The XoF fund will look at opportunities across different regions. Although its existing portfolio companies are mostly headquartered in the US, Xeraya Capital may also look more at Asia, especially countries such as China and Singapore, to deploy its new fund.

So far, Xeraya Capital has $500 million in total assets under management through its three funds, namely Xeraya Managed Fund, Mudharabah Innovation Fund and Co-Managed Fund (MLS Fund II).

Following the launch of XoF fund, the PE firm’s total AUM is expected to hit $700 million in the next three years after taking into account the divestments in the pipeline, Zahir added.

Xeraya Capital’s existing portfolio includes Nasdaq-listed biopharmaceutical company Liquidia Technologies; Imago Biosciences, which develops drugs to fight bone marrow diseases; and digital genome engineering company Inscripta. In Zahir’s view, the life sciences industry is poised to take off, given the declining costs of research and development and advancements such as in the area of gene editing. He said that funds focused on the life sciences sector have been able to generate an internal rate of return of more than 20 per cent.

The higher returns come with higher risks, especially pertaining to regulations. For instance, one of the firm’s portfolio companies, Invendo Medical, a US-based developer of single-use high definition endoscopy tools, had not yet received any regulatory approval or generated revenue when Xeraya Capital first invested in it.

“It is a higher risk because you are investing before [regulatory] approval comes in,” Zahir said.

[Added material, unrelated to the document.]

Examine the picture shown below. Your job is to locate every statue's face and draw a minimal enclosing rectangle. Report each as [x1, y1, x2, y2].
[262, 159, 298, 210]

Established in 2012, Xeraya Capital’s first investment was in US-based Small Bone Innovations (SBI), a specialist in the treatment of diseases of small bones and joints. SBI was sold to the New York-listed Stryker Corporation for $375 million in 2014.

Xeraya Capital also led ConforMIS, an image-to-implant technology platform, to an initial public offering on Nasdaq. In 2017, the investment firm divested Invendo, a developer of endoscopy products, to Denmark-based medical device company AMBU for 225 million euros.